LORD BEAUMONT OF WHITLEY

My Lords, I rise first to thank all noble Lords who have taken part in this debate. I think it has belied the implications in the remark of the noble Earl, Lord Gowrie, that we are all communicators, from David Frost down to the most humble Member of this House. I think that the speeches of the noble Lord, Lord Maybray-King, and the noble Baroness, Lady Young, for instance, rate probably higher. It would not be right for me to attempt to answer the debate in any way. I understand the position of the noble Lord, Lord Belstead. He has made it clear why it would not be right for him to answer the debate—although for someone who told us that he had nothing to say, he managed to say quite a lot. I feel that in a way the greatest pity is that, owing to a recent change in the Standing Orders of this House, it is not possible to ask the noble Lord, Lord James of Rusholme to speak a second time in reply to the debate. It would have been fascinating to hear his comments on the speeches which came after his, particularly some which possibly ignored some of the qualifications, reservations and exceptions that he and his colleagues were careful to make all the way through tile Report. I should also have enjoyed hearing his reply to the extremely cogent and well-argued criticisms of the noble Baroness, Lady Bacon.

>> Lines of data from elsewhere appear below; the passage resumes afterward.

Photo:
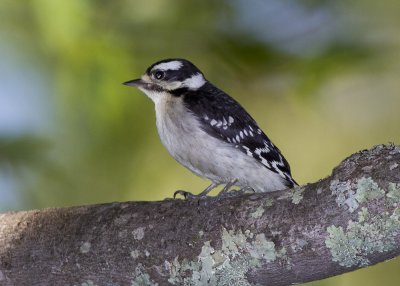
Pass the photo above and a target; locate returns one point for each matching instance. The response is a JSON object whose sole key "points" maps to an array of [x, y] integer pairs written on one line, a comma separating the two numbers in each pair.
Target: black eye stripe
{"points": [[159, 74]]}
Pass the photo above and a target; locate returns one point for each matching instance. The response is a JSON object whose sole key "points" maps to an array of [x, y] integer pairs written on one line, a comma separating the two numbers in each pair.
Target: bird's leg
{"points": [[188, 195], [229, 185], [233, 193]]}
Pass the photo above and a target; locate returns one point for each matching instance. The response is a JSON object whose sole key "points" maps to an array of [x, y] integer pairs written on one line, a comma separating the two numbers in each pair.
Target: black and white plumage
{"points": [[209, 132]]}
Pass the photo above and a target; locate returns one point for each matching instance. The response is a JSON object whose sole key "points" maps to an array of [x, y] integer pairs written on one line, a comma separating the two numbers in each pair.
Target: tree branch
{"points": [[344, 222]]}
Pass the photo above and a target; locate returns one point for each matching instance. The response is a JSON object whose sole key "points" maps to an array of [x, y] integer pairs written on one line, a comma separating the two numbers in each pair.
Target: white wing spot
{"points": [[248, 152]]}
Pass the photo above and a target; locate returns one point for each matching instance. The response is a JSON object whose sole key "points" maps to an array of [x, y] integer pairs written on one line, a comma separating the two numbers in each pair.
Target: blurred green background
{"points": [[320, 77]]}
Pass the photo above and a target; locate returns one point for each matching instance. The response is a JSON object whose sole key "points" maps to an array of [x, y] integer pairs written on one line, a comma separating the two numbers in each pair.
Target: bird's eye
{"points": [[159, 74]]}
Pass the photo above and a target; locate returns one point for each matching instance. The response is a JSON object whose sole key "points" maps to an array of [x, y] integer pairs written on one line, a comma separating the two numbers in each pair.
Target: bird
{"points": [[209, 132]]}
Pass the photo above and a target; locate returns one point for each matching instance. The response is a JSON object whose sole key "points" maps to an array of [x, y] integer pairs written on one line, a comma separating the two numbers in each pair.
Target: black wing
{"points": [[224, 118]]}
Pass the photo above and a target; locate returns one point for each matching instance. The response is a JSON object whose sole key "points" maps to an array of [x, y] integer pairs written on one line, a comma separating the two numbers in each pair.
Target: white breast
{"points": [[205, 155]]}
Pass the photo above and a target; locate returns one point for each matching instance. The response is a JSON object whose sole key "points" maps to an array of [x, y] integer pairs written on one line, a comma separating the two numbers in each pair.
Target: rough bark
{"points": [[344, 222]]}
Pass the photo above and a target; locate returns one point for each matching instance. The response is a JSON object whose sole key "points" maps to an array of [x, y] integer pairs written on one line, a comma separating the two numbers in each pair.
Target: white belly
{"points": [[207, 156]]}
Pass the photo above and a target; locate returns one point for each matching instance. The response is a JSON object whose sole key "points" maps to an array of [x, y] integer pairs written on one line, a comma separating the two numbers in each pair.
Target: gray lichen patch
{"points": [[142, 278], [258, 212], [368, 190], [351, 246], [394, 193], [297, 194], [135, 254], [239, 253], [85, 247], [344, 194], [352, 195], [269, 202], [138, 233]]}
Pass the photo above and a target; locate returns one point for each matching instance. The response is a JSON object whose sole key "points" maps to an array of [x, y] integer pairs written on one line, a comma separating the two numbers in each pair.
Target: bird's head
{"points": [[169, 77]]}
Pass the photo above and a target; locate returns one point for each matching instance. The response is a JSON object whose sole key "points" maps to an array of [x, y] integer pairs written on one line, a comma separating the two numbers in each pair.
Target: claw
{"points": [[183, 193]]}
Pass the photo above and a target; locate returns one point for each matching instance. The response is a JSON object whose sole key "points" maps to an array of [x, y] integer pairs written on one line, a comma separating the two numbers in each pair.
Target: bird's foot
{"points": [[235, 193], [188, 195]]}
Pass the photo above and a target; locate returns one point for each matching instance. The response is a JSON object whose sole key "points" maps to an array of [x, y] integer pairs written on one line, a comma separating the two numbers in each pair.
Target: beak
{"points": [[135, 82]]}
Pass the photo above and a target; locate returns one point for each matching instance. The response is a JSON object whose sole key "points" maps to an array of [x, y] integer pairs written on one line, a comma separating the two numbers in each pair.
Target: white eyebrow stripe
{"points": [[194, 82], [173, 65]]}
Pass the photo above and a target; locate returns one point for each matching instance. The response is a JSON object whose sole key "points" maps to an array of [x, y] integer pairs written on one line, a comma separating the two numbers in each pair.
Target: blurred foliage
{"points": [[321, 77]]}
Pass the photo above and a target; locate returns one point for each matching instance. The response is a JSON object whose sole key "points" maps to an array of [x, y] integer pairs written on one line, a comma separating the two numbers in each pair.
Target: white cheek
{"points": [[195, 81], [155, 96]]}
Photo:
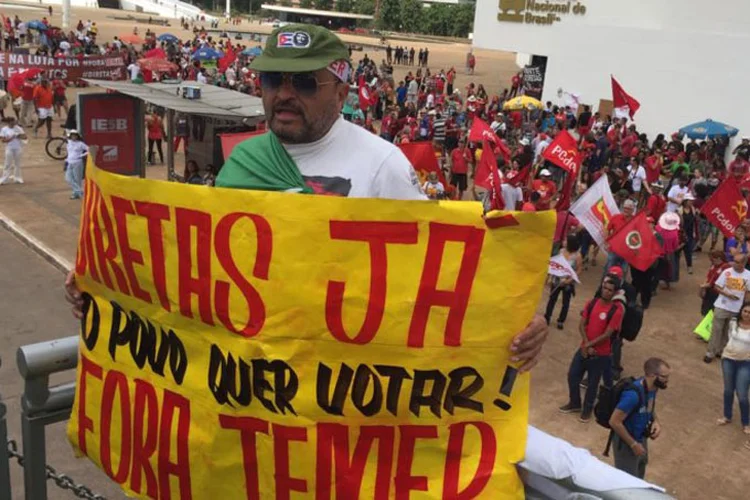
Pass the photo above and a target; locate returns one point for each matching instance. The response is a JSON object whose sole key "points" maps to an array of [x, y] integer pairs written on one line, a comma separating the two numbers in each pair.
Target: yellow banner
{"points": [[242, 344]]}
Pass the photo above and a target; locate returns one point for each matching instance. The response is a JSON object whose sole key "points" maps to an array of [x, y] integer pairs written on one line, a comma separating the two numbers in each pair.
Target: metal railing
{"points": [[42, 404]]}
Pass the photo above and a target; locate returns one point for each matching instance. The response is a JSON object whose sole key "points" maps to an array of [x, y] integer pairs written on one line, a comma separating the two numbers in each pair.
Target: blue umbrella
{"points": [[708, 128], [168, 37], [36, 25], [252, 51], [207, 53]]}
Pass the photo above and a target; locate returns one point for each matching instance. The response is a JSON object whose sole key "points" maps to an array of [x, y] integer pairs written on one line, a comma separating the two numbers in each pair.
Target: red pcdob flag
{"points": [[480, 131], [488, 177], [620, 98], [421, 155], [563, 152], [726, 208], [636, 243]]}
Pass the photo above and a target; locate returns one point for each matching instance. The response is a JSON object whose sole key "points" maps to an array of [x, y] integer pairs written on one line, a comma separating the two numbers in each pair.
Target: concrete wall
{"points": [[684, 60], [163, 8]]}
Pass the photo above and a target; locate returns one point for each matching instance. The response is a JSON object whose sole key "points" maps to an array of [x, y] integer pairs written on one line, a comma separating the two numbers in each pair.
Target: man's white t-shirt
{"points": [[8, 132], [350, 161], [736, 284], [637, 174], [134, 71], [511, 196], [676, 192], [413, 88], [540, 148]]}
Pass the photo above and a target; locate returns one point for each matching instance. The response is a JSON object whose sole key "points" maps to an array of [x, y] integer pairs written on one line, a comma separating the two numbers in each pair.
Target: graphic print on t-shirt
{"points": [[735, 284], [330, 186]]}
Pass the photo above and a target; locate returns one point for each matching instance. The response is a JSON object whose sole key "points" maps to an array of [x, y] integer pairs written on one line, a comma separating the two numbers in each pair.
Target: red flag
{"points": [[488, 177], [421, 155], [620, 98], [566, 193], [365, 99], [563, 152], [726, 208], [636, 243], [480, 131], [521, 177], [226, 60]]}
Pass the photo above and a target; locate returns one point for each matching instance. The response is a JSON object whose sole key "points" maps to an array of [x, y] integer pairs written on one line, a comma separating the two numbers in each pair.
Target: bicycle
{"points": [[57, 148]]}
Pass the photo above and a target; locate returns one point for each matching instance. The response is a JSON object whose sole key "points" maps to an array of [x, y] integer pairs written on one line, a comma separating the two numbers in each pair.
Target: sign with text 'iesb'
{"points": [[240, 344]]}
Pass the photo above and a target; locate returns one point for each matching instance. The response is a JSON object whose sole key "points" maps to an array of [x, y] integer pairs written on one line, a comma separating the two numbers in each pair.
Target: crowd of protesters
{"points": [[667, 177]]}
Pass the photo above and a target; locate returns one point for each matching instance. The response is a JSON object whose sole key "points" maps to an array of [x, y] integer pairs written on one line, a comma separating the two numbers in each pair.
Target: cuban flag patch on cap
{"points": [[295, 40]]}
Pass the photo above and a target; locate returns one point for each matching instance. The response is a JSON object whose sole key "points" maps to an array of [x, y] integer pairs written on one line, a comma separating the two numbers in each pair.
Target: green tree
{"points": [[411, 16], [364, 7], [389, 17], [323, 4], [344, 5]]}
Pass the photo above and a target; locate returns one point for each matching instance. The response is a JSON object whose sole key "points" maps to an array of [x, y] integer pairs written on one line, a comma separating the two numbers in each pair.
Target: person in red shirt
{"points": [[26, 116], [739, 167], [460, 159], [707, 292], [60, 101], [43, 99], [155, 127], [530, 206], [600, 319], [567, 225], [654, 165], [656, 203], [450, 78], [515, 84], [619, 220], [628, 141], [546, 189]]}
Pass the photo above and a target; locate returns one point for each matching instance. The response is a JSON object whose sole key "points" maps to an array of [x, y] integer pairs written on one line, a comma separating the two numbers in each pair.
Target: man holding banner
{"points": [[309, 149]]}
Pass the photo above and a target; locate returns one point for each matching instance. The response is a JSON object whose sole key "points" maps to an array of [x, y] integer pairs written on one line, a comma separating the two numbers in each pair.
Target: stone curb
{"points": [[60, 263]]}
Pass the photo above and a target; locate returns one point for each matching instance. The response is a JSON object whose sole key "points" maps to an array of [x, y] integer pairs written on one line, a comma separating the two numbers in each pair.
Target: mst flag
{"points": [[726, 208], [421, 155], [636, 243], [621, 99], [563, 152], [561, 268], [480, 131], [488, 176], [595, 208]]}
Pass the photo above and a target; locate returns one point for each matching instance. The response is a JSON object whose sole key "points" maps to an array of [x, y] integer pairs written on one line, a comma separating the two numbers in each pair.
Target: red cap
{"points": [[616, 270]]}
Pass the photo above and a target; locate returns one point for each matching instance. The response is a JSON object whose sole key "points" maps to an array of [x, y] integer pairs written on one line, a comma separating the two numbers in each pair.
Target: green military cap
{"points": [[298, 48]]}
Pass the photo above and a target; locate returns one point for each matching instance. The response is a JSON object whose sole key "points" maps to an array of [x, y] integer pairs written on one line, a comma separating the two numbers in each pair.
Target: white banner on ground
{"points": [[595, 208], [561, 268]]}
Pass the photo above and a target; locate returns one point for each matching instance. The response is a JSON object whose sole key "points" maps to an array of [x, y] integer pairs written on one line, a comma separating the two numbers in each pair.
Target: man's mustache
{"points": [[287, 106]]}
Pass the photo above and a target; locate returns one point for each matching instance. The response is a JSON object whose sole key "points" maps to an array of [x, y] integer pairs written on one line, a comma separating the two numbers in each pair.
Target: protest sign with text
{"points": [[68, 68], [239, 343], [595, 209]]}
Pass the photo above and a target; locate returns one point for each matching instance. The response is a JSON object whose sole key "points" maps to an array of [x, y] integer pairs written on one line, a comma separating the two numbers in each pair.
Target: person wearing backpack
{"points": [[600, 319], [632, 319], [634, 419]]}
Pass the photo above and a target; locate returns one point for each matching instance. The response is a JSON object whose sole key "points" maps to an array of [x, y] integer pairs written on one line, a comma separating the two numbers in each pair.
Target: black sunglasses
{"points": [[305, 84]]}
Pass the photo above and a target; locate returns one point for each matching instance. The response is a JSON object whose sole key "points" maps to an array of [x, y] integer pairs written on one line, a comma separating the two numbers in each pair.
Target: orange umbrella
{"points": [[157, 64], [131, 39], [158, 53]]}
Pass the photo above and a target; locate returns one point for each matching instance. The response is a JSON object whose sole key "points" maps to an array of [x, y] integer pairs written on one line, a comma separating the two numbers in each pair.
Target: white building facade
{"points": [[684, 60]]}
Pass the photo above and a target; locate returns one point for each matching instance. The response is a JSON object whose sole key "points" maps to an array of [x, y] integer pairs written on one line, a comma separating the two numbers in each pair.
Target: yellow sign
{"points": [[544, 12], [240, 344]]}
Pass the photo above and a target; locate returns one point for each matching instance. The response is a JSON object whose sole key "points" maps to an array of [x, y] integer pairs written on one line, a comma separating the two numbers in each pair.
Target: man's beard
{"points": [[310, 131]]}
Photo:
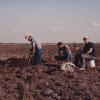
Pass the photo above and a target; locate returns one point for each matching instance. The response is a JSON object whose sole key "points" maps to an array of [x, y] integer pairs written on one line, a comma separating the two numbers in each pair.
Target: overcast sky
{"points": [[49, 20]]}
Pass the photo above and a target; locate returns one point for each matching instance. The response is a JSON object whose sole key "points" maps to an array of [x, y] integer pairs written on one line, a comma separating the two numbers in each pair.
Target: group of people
{"points": [[81, 58]]}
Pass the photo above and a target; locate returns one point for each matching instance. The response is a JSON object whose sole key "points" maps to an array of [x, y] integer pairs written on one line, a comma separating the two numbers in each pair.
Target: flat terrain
{"points": [[19, 81]]}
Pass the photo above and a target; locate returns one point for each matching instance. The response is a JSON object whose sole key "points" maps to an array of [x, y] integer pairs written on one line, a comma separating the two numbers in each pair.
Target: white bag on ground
{"points": [[68, 66], [91, 63]]}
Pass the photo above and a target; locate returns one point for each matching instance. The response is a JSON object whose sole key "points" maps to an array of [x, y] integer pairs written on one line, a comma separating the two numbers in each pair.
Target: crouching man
{"points": [[64, 52]]}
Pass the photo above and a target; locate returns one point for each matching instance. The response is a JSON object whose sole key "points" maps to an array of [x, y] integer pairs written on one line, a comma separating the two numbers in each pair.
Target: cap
{"points": [[27, 36], [85, 37]]}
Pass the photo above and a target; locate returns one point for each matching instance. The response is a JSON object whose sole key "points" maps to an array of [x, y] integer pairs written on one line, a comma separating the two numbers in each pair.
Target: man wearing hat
{"points": [[88, 53], [36, 50]]}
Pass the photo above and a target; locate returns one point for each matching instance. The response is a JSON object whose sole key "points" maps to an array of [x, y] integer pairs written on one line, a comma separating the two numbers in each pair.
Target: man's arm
{"points": [[90, 50]]}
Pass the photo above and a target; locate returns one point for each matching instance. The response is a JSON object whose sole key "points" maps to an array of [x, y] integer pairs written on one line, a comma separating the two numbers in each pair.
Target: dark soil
{"points": [[21, 81]]}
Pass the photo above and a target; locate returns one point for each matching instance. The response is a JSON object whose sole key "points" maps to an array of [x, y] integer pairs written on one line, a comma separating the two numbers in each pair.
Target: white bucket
{"points": [[91, 63]]}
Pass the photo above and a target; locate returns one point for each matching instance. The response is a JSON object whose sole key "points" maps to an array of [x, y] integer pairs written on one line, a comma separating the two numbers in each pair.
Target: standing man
{"points": [[64, 52], [87, 54], [36, 50]]}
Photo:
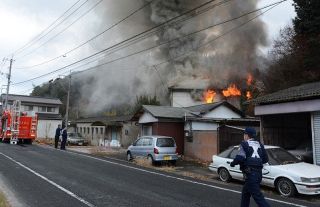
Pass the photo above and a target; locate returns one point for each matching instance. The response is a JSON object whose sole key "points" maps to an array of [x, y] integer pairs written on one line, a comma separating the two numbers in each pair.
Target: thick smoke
{"points": [[225, 60]]}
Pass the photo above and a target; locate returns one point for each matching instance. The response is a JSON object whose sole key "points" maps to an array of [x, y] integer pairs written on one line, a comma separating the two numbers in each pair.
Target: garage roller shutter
{"points": [[316, 138]]}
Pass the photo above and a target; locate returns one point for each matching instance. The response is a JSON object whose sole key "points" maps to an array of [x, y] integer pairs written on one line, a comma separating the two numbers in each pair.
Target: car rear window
{"points": [[165, 142]]}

One or two noble Lords, and particularly the noble Baroness, Lady White, have suggested that this debate was perhaps held too soon for us to summon our resources. I apologise if this is so. I thought that if the impoverished, understaffed Liberal Party could organise a one-day conference addressed by three professors of education, the chairman of the Schools Council and the Director of the International Baccalaureat, with proper background papers, and could have produced reports between the publication of the James Report and this debate, then other Parties could do the same. If I was wrong I apologise.

I turn to one or two comments on educational matters. It is part of the Liberal Party policy to take education off the rates and put it back on central finance. I do not fall into the trap of believing that that solves the financial problems; I am aware that it only transfers them. But I think it is a point that I should have mentioned earlier, before we began talking about the problems for local government. I think that probably a number of noble Lords underestimate the demand for the Dip.H.E. which may come not only from people who are not in higher education at the moment but from people in the universities who may prefer to go for a Dip.H.E. Unlike the noble Lord, Lord Chorley, I did not think that that was a bad thing. I believe that it is better to have people taking the courses they want to take, even if they are a harsher discipline, than those they do not want to take. I take, and I hope the Government will take, the point made by the noble Baroness, Lady Bacon, when she said how many more places we should need for Dip.H.E. if this were to happen. Nor do I believe that cheapness is necessarily an insult or a bad thing in itself. I thought that frequently in this debate cheapness was equated with badness without the point being proved. No-one who has anything to do with the allocation of resources in education can possibly do anything but approve when things are done cheaply, provided that they are also done well.

My Lords, I would close by repeating the thanks that we all owe to the noble Lord, Lord James, not only for his speech but also for the immense work that he put in on the Report. I should like to apologise to him if by this debate at rather short notice we have upset his diary and to say how grateful we are that he found the time to come to talk to us. I beg leave to withdraw my Motion.

Motion for Papers, by leave, withdrawn.